VFence: A Defense against Distributed Denial of Service Attacks using Network Function Virtualization

With the exponential growth of the Internet use, cyber-threats are emerging rapidly. Distributed Denial of Service (DDoS) attack is one of the most common but damaging kinds of cyberattacks. A DDoS attack to a server typically prevents clients from receiving service by making the server overwhelmed with many invalid service requests. It is always a challenging problem to protect a system from DDoS attacks as it is not trivial to distinguish between an attack packet and a legitimate one.
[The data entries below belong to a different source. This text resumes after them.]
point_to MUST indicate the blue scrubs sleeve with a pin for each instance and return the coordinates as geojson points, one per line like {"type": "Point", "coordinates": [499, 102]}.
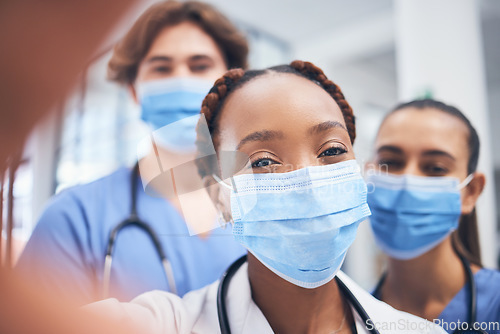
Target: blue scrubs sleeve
{"type": "Point", "coordinates": [57, 258]}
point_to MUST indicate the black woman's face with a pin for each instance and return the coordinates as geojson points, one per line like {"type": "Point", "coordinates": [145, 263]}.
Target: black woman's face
{"type": "Point", "coordinates": [284, 122]}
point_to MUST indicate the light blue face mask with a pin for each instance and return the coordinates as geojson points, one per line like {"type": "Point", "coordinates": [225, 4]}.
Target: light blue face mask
{"type": "Point", "coordinates": [178, 100]}
{"type": "Point", "coordinates": [413, 214]}
{"type": "Point", "coordinates": [300, 224]}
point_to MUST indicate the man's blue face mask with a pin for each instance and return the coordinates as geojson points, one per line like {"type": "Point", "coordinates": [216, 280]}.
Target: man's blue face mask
{"type": "Point", "coordinates": [300, 224]}
{"type": "Point", "coordinates": [413, 214]}
{"type": "Point", "coordinates": [173, 100]}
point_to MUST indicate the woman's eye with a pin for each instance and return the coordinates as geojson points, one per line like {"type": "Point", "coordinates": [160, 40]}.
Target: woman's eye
{"type": "Point", "coordinates": [261, 163]}
{"type": "Point", "coordinates": [200, 68]}
{"type": "Point", "coordinates": [162, 69]}
{"type": "Point", "coordinates": [436, 170]}
{"type": "Point", "coordinates": [333, 151]}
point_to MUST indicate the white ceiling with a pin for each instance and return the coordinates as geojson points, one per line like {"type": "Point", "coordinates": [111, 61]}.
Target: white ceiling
{"type": "Point", "coordinates": [362, 29]}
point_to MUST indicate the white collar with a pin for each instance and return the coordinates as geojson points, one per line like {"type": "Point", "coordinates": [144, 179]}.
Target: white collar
{"type": "Point", "coordinates": [246, 318]}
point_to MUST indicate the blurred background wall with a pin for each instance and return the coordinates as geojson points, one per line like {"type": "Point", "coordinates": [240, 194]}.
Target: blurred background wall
{"type": "Point", "coordinates": [380, 52]}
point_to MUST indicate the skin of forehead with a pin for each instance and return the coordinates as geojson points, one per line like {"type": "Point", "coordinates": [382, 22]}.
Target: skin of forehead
{"type": "Point", "coordinates": [265, 102]}
{"type": "Point", "coordinates": [182, 41]}
{"type": "Point", "coordinates": [417, 130]}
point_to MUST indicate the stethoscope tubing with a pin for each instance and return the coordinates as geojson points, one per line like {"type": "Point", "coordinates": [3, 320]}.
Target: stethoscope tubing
{"type": "Point", "coordinates": [135, 221]}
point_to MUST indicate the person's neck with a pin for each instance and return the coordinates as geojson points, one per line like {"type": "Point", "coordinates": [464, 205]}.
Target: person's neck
{"type": "Point", "coordinates": [425, 285]}
{"type": "Point", "coordinates": [292, 309]}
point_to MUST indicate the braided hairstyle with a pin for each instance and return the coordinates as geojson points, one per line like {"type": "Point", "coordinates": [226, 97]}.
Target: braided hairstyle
{"type": "Point", "coordinates": [237, 78]}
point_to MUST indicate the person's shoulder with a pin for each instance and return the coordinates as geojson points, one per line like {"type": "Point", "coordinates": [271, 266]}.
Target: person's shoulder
{"type": "Point", "coordinates": [384, 317]}
{"type": "Point", "coordinates": [89, 192]}
{"type": "Point", "coordinates": [488, 286]}
{"type": "Point", "coordinates": [121, 176]}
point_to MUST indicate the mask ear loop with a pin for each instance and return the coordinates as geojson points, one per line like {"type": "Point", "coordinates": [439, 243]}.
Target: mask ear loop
{"type": "Point", "coordinates": [222, 221]}
{"type": "Point", "coordinates": [465, 182]}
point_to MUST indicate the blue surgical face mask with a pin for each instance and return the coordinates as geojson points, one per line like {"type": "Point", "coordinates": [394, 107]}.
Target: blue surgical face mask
{"type": "Point", "coordinates": [413, 214]}
{"type": "Point", "coordinates": [175, 102]}
{"type": "Point", "coordinates": [300, 224]}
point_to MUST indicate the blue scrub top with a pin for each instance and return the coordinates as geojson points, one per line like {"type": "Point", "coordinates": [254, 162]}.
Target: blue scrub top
{"type": "Point", "coordinates": [65, 254]}
{"type": "Point", "coordinates": [488, 303]}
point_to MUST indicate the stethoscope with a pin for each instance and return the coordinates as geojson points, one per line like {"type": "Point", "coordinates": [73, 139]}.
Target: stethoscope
{"type": "Point", "coordinates": [228, 275]}
{"type": "Point", "coordinates": [472, 299]}
{"type": "Point", "coordinates": [134, 220]}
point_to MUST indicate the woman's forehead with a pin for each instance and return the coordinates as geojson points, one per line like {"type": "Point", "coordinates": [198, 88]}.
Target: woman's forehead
{"type": "Point", "coordinates": [424, 129]}
{"type": "Point", "coordinates": [275, 97]}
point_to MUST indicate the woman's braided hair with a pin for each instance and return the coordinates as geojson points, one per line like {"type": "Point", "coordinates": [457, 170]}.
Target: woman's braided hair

In this work, we have proposed VFence - a defense mechanism against DDoS attack that leverages the capability of the Network Function Virtualization (NFV) architecture. NFV is the technology of virtualizing network functions in virtual machines on commodity servers and it allows a flexible and dynamic implementation of the network functions. Our proposed mechanism uses network agents to intercept packets when the system is potentially under attack, to verify their authenticity, and to keep the server safe by dropping illegitimate packets. Since the attack intensity often varies, our NFV-based defense framework deploys agents dynamically to balance the attack load. Our simulation results demonstrate that the mechanism can successfully defeat the DDoS attacks by having all legitimate requests served, and the increase in the server's response time is insignificant compared to that of a successful DDoS attack.